Figure 7 Long description

The hierarchical block diagram, organizes different types of artificial intelligence models into four main categories. Neural Networks (first column): Convolutional Neural Networks (top sub-block): Contains AlexNet, GoogleNet-Inception, Residual Networks, and DeepDream. Recurrent Neural Networks (bottom sub-block): Contains Recurrent Neural Networks and Long Short-Term Memory. Generative Models (second column): Variational AutoEncoders (top sub-block): Contains Variational AutoEncoders. Generative Adversarial Networks (bottom sub-block): Contains Generative Adversarial Networks, D C G A N, Style Generative Adversarial Networks, and Style Generative Adversarial Networks 2. Transformers (third column): Language Models (top sub-block): Contains Bidirectional Encoder Representations from Transformers, Generative Pre-trained Transformer-1 to Generative Pre-trained Transformer-4 o, Mistral, and Gemini. Vision-Language Models (bottom sub-block): Contains Contrastive Language–Image Pre-training. Multimodal Generative Models (fourth column): Text-to-Image Models (top sub-block): Contains DALL - E, Midjourney, and Stable Diffusion. Image-to-Text Models (bottom sub-block): Contains Bootstrapping Language–Image Pre-training and Generative Pre-trained Transformer-4.

Illustration: J. v. Bonsdorff.

While generative AI at the time of writing this Element has a fairly short history, it has rapidly evolved from early chatbots to today’s sophisticated language models and image generators. The field continues to advance, with exciting applications emerging across many industries. Some key applications of generative AI for images in art and heritage include generating novel artworks by learning the style and techniques of specific artists or art movements. This allows artists to explore new creative directions and ideas; restoring and completing damaged or unfinished artworks by predicting how the original artist may have completed the piece; producing images for use in art and heritage projects, such as visualising archaeological sites or architectural reconstructions; and generating synthetic training data to help improve computer vision models used for tasks like artwork classification and analysis.

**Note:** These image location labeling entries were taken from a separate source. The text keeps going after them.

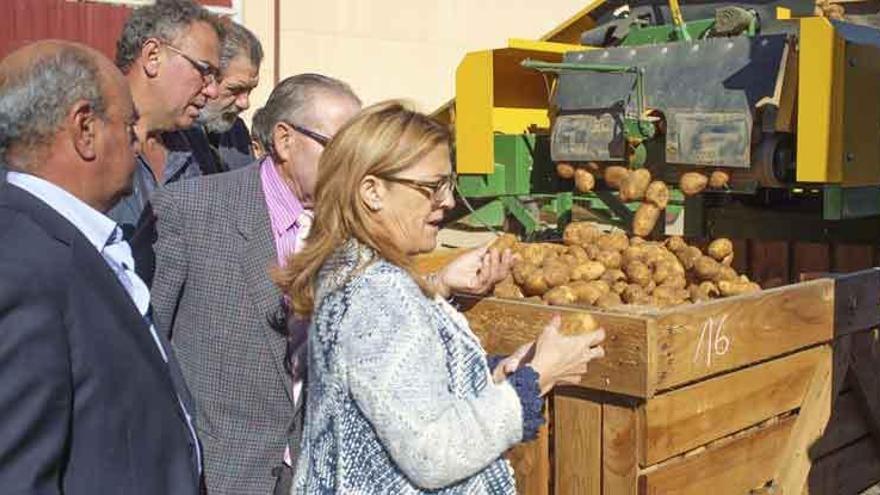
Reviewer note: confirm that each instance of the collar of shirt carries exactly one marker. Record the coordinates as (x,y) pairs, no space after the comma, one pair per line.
(285,208)
(93,224)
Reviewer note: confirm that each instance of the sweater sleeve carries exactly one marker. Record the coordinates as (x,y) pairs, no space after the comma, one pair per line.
(398,376)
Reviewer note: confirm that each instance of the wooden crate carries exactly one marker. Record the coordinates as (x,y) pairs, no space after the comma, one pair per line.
(773,392)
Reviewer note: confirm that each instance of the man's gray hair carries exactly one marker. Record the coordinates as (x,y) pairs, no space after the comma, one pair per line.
(239,40)
(291,100)
(35,100)
(165,20)
(259,131)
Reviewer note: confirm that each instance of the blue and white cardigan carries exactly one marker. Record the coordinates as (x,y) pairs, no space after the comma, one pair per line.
(400,398)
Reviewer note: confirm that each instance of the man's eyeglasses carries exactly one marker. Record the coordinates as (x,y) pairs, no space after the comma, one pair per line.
(436,191)
(315,136)
(209,72)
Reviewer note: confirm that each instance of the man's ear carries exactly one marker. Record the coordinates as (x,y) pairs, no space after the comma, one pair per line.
(372,192)
(83,129)
(151,57)
(282,141)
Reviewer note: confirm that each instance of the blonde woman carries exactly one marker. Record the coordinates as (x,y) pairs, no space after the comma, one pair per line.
(400,395)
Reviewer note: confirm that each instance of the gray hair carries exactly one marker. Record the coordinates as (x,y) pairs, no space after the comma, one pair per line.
(291,100)
(239,40)
(165,20)
(35,100)
(259,131)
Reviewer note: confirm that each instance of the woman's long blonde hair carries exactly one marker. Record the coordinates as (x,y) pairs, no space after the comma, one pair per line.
(381,140)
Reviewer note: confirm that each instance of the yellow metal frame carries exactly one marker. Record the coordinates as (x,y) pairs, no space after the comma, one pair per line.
(494,94)
(820,102)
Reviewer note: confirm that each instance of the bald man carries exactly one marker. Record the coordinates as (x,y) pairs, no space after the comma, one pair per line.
(91,399)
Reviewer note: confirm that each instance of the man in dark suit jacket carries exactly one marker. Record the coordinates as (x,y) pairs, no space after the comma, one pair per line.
(220,140)
(91,400)
(213,294)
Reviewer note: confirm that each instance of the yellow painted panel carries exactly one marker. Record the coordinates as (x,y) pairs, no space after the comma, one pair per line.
(861,123)
(474,141)
(544,46)
(820,102)
(783,14)
(518,120)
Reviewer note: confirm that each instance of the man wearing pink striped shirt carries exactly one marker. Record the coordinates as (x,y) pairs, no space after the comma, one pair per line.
(218,238)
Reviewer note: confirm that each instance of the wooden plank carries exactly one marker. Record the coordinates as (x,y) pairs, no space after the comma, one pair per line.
(620,450)
(435,260)
(681,420)
(577,446)
(701,340)
(531,462)
(733,467)
(847,471)
(865,372)
(504,325)
(794,464)
(847,424)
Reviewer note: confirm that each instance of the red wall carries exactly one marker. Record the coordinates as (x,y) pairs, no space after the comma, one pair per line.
(95,24)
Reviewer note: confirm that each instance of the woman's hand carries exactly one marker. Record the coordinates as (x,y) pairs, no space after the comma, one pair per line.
(561,359)
(474,272)
(512,362)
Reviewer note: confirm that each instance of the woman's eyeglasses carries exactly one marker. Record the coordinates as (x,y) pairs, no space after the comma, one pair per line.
(209,73)
(436,191)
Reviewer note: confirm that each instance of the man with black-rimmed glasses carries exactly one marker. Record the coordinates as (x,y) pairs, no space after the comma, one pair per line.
(170,54)
(218,238)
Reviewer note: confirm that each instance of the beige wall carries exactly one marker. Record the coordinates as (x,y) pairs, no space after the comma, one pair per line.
(394,48)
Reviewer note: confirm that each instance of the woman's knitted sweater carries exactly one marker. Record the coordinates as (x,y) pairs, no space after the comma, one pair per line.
(400,399)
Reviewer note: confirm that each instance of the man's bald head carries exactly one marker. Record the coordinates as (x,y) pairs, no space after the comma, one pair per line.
(67,116)
(39,84)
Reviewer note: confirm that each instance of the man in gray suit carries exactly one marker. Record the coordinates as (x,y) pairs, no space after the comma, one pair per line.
(218,238)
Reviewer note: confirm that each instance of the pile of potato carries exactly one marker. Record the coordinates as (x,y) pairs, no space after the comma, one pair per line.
(595,268)
(636,185)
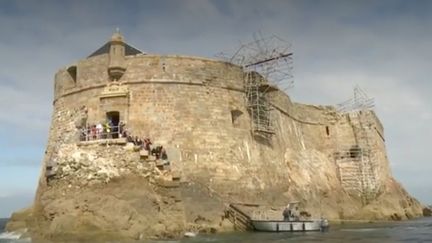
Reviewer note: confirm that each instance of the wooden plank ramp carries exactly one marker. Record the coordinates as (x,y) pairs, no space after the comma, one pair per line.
(240,219)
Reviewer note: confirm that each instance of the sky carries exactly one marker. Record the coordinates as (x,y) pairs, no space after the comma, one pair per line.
(382,46)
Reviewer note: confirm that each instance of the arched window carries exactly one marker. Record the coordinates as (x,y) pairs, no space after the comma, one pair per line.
(235,117)
(113,117)
(72,70)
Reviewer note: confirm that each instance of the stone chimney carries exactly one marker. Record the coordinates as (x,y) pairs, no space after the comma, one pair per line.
(116,67)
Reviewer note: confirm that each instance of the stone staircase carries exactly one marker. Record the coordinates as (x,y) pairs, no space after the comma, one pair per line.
(166,176)
(357,171)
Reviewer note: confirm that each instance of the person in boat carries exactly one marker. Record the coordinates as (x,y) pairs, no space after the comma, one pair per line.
(287,213)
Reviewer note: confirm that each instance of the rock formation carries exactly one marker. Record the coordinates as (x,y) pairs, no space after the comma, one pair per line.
(333,162)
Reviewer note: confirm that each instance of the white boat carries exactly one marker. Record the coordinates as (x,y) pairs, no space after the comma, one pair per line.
(290,226)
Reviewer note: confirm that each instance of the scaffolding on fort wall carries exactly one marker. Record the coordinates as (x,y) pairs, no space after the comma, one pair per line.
(267,66)
(356,163)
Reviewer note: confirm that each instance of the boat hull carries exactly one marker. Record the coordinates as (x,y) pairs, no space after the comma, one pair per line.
(287,226)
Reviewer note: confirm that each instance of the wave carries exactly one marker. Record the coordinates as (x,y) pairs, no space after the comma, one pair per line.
(10,236)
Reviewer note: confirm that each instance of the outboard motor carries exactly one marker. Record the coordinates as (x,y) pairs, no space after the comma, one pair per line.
(324,225)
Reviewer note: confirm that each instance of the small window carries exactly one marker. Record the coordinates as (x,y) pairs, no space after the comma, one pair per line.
(235,117)
(113,118)
(72,70)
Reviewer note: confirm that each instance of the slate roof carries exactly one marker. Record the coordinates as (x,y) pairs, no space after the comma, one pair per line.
(129,50)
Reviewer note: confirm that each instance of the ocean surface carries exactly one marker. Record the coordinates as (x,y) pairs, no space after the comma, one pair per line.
(419,230)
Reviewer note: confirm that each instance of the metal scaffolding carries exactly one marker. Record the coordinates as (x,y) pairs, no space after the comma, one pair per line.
(356,163)
(360,102)
(267,66)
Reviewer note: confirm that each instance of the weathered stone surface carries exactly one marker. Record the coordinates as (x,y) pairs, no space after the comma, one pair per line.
(103,188)
(427,211)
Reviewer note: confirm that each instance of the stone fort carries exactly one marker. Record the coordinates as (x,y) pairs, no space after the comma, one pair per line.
(225,129)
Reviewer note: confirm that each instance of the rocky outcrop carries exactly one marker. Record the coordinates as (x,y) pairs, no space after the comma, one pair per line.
(427,211)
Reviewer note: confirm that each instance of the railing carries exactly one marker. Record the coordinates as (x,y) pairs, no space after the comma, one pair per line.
(104,132)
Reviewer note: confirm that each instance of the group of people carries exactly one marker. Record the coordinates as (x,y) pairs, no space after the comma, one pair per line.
(107,129)
(102,130)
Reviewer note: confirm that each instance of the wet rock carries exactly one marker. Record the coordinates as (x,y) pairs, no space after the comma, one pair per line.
(427,212)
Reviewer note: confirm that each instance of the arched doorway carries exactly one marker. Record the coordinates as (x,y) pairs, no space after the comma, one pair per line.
(113,117)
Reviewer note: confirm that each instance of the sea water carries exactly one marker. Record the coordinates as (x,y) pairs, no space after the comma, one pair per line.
(419,230)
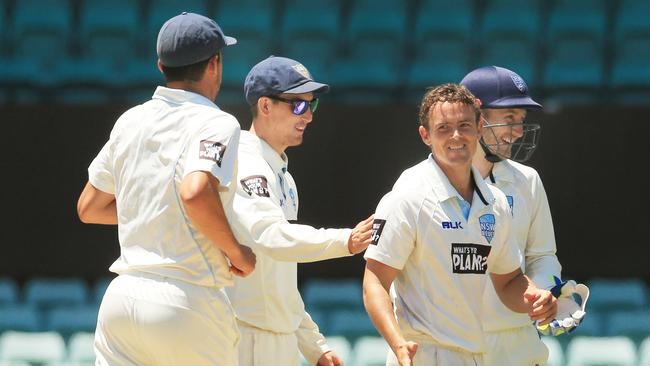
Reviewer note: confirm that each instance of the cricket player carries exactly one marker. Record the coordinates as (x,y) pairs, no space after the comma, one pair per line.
(163,177)
(271,315)
(506,139)
(436,236)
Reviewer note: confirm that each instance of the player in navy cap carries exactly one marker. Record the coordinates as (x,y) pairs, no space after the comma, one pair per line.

Popular generative AI image models include Generative Adversarial Networks (GANs), which pit a generator network against a discriminator network to produce convincing images, as well as transformer-based models like DALL•E that generates images from text descriptions. These are used primarily in restoration processes for art and heritage artefacts (Atairu, Reference Atairu2024: 91–102; Cao et al., Reference Cao, Zhang, Zhao, Cui and Zhang2020: 1–14; Kumar & Gupta, Reference Kumar and Gupta2023: 40967–40985). Transformer models are a type of deep learning architecture that has been adapted for computer vision tasks, such as image classification. Originally designed for sequence-to-sequence tasks like language translation, transformers use self-attention mechanisms to learn context and meaning by tracking relationships in sequential data. To apply transformers to images, the input image is first split into a sequence of flattened image discrete entities, called patches. ‘Patches’ in images correspond to ‘tokens’ in text. They both act as the fundamental units of input for the model. The patches are processed by the model to understand and generate predictions based on the input data. This sequence is then passed through the transformer model, which learns to understand the local and global features of the image. Transformer models are a powerful new approach for computer vision, adapting the self-attention mechanism to learn rich representations of images by analysing them as sequences of patches. While promising, there are still open challenges around architecture design, data efficiency, and interpretability.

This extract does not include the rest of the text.